BRIEF DESCRIPTION OF THE DRAWINGS
[0008] In the Figures, like reference numerals refer to like parts
throughout the various views unless otherwise indicated. For
reference numerals with letter character designations such as
"102A" or "102B", the letter character designations may
differentiate two like parts or elements present in the same
Figure. Letter character designations for reference numerals may be
omitted when it is intended that a reference numeral to encompass
all parts having the same reference numeral in all Figures.
[0009] FIG. 1 is a block diagram of an embodiment of a system for
providing client-filtered cache invalidation.
[0010] FIG. 2 is a block diagram illustrating an exemplary
implementation of the client-filtered cache invalidation component
in a multi-level cache.
[0011] FIG. 3 is a flowchart illustrating the architecture,
operation, and/or functionality of an embodiment of the
client-filtered cache invalidation component in the system of FIG.
1.
[0012] FIG. 4 is a block diagram of an embodiment of a data
structure for managing the data valid/invalid states of a cache
entry for a plurality of cache clients.
[0013] FIG. 5 is an embodiment of a cache entry structure for
providing client-filtered cache invalidation.
[0014] FIG. 6 illustrates another embodiment of a cache entry
structure during an exemplary sequence of cache operations.

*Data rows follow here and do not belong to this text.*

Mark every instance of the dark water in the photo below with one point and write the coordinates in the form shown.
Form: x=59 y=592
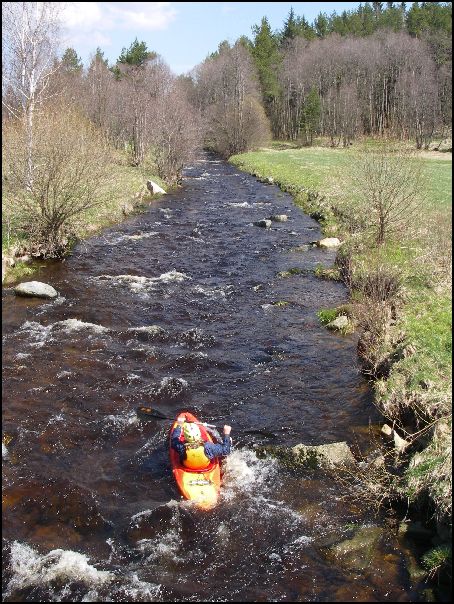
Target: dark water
x=90 y=510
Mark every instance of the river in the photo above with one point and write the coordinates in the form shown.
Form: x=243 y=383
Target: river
x=182 y=307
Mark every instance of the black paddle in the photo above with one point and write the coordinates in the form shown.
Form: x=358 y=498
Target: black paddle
x=146 y=412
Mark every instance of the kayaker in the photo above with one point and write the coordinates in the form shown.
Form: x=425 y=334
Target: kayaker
x=194 y=452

[0015] FIG. 7 is a block diagram of an embodiment of a portable
computer device for incorporating the system of FIG. 1.
DETAILED DESCRIPTION
[0016] The word "exemplary" is used herein to mean "serving as an
example, instance, or illustration." Any aspect described herein as
"exemplary" is not necessarily to be construed as preferred or
advantageous over other aspects.
[0017] In this description, the term "application" may also include
files having executable content, such as: object code, scripts,
byte code, markup language files, and patches. In addition, an
"application" referred to herein, may also include files that are
not executable in nature, such as documents that may need to be
opened or other data files that need to be accessed.
[0018] The term "content" may also include files having executable
content, such as: object code, scripts, byte code, markup language
files, and patches. In addition, "content" referred to herein, may
also include files that are not executable in nature, such as
documents that may need to be opened or other data files that need
to be accessed.
[0019] As used in this description, the terms "component,"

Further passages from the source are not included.